Anti myc mouse monoclonal antibody

Xenopus laevis oocytes were injected with cRNA of noninactivating (Δ6–46) Shaker K_V channels (Hoshi et al., 1990 (link)) that contained a c-myc epitope (Glu-Gln-Lys-Leu-Ile-Ser-Glu-Glu-Asp-Leu) inserted at the C terminus (after Val638) and incubated in ND96 solution (in mM: 96 NaCl, 2 KCl, 1 MgCl₂, 1.8 CaCl₂, and 5 HEPES, pH 7.6) at 17°C. 24 h after injection, oocytes were exposed to 10 mg/ml PNGase F diluted 1:10 in ND96. The enzyme activity was monitored by removing 10 oocytes at different times, supplemented with 100 mM glycine and lysed in 200 µl buffer H (1% Triton X-100, 100 mM NaCl, and 20 mM Tris-HCl, pH 7.4).
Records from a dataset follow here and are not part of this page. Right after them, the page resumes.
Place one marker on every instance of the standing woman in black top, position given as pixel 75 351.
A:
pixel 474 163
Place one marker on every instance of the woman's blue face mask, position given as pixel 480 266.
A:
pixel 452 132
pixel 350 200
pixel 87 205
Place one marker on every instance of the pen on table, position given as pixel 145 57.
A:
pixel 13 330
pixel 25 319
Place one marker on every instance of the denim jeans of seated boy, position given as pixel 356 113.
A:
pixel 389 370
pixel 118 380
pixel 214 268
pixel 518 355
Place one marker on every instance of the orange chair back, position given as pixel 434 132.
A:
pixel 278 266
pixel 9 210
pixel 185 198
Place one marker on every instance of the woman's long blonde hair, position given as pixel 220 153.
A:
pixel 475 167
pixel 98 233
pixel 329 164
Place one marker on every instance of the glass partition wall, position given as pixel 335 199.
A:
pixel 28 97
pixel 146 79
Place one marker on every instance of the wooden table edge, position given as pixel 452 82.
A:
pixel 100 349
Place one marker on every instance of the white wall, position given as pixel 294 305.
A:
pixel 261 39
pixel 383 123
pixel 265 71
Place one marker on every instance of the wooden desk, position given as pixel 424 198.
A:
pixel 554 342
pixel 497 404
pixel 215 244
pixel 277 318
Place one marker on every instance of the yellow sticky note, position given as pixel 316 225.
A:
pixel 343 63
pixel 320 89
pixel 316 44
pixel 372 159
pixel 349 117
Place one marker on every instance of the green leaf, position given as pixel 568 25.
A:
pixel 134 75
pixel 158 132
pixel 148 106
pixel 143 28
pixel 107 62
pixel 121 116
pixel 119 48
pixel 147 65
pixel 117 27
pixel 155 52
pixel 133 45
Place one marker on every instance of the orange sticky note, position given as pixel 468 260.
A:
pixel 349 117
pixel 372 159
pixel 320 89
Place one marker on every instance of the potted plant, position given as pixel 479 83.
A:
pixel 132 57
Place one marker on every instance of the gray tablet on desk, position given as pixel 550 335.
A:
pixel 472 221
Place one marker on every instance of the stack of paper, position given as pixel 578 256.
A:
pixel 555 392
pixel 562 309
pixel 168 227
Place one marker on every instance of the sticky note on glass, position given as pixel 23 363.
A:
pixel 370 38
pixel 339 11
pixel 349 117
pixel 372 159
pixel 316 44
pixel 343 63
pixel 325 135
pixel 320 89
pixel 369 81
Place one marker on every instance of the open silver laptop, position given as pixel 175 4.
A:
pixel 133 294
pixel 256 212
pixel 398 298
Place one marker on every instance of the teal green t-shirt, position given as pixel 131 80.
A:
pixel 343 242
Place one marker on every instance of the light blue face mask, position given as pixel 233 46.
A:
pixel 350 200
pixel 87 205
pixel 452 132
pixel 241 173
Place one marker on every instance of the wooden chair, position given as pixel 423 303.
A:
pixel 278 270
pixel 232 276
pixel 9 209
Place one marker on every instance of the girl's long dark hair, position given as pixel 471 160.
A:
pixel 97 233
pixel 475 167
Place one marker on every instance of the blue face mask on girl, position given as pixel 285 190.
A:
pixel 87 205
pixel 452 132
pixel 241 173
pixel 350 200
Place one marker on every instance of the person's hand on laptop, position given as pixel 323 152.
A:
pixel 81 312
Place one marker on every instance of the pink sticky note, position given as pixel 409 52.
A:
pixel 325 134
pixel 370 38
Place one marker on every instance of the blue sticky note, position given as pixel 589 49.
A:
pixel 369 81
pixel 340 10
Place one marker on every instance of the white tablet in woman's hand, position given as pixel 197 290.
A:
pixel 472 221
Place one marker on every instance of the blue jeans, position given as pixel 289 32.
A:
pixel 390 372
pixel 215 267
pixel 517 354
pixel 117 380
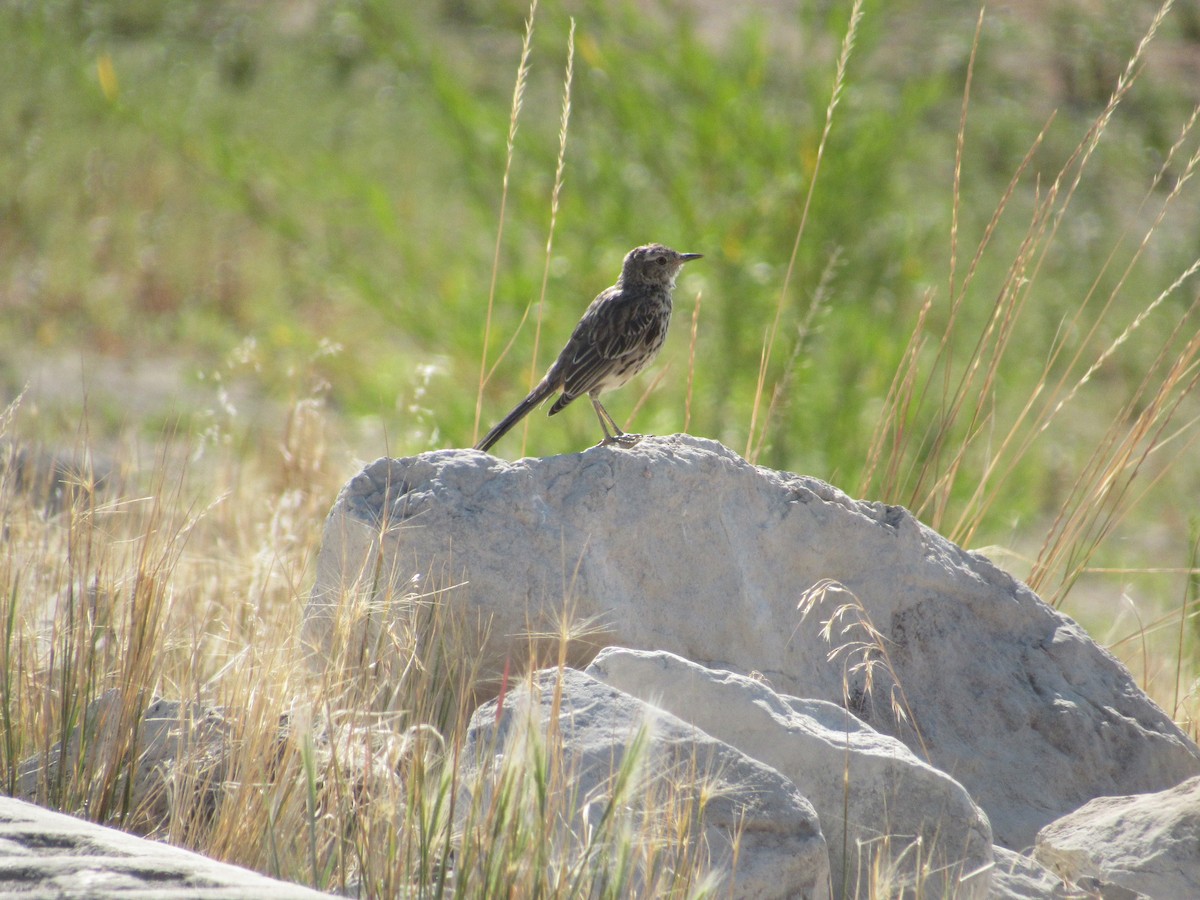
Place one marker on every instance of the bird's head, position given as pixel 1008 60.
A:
pixel 654 264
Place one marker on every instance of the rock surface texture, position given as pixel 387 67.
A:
pixel 48 855
pixel 900 816
pixel 679 545
pixel 676 769
pixel 1149 844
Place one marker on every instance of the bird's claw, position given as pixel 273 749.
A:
pixel 622 439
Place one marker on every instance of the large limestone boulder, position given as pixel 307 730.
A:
pixel 886 815
pixel 625 779
pixel 1149 844
pixel 681 545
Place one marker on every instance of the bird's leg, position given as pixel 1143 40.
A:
pixel 617 436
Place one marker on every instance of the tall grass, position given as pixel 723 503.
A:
pixel 1049 384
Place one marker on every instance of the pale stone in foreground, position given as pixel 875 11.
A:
pixel 681 545
pixel 49 855
pixel 916 821
pixel 780 851
pixel 1147 843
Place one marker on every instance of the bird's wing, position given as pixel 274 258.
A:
pixel 611 329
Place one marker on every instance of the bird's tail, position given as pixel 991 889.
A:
pixel 544 389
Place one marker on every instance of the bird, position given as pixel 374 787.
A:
pixel 619 334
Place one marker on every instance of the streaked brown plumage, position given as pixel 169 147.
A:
pixel 619 335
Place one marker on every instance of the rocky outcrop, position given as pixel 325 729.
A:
pixel 628 773
pixel 882 810
pixel 1149 844
pixel 679 545
pixel 49 855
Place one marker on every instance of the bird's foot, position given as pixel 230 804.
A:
pixel 622 439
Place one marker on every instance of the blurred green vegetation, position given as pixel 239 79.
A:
pixel 217 186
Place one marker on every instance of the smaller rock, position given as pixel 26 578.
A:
pixel 1147 843
pixel 631 773
pixel 1017 876
pixel 49 855
pixel 903 821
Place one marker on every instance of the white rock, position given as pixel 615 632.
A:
pixel 780 852
pixel 1147 844
pixel 1019 877
pixel 912 820
pixel 681 545
pixel 49 855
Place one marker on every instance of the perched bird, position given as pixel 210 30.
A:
pixel 619 335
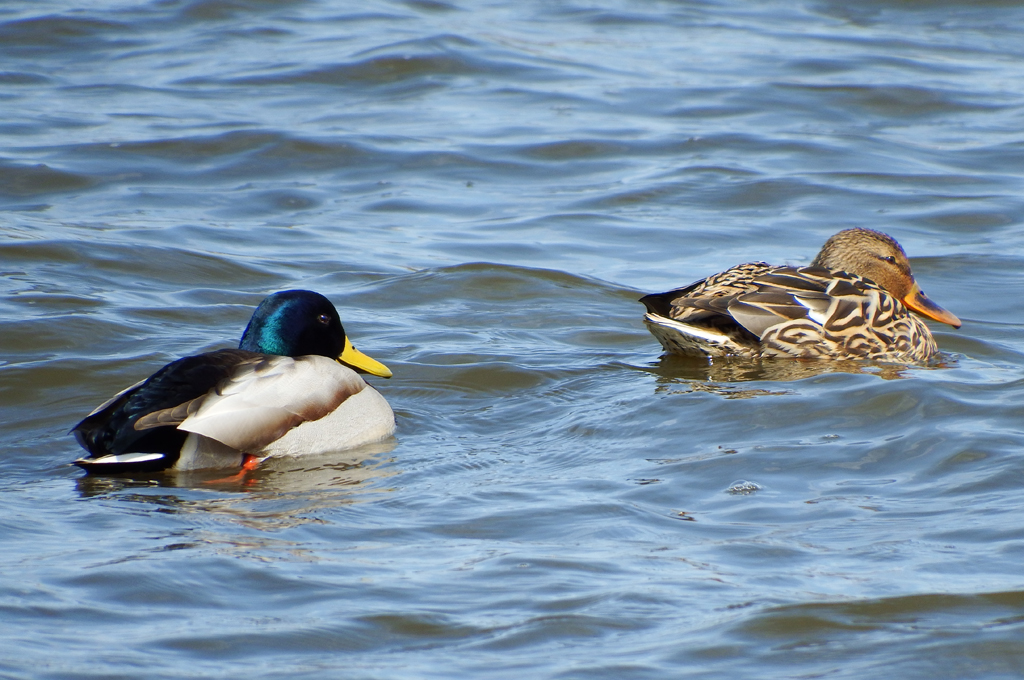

Lysates were rocked at room temperature for 15 min and then centrifuged at 13,000 rpm for 3 min. The pellet was discarded, and the supernatant was analyzed by Western blot by using anti–Myc mouse monoclonal antibody at a dilution of 1:5,000 (Clontech) and detected with a secondary, goat anti–mouse antibody conjugated to horseradish peroxidase at a dilution of 1:10,000 (Pierce). Membranes were developed by SuperSignal WestFemto (Thermo Fisher Scientific) and visualized by chemiluminescence by using a FluorChem E Imager (Cell Biosciences).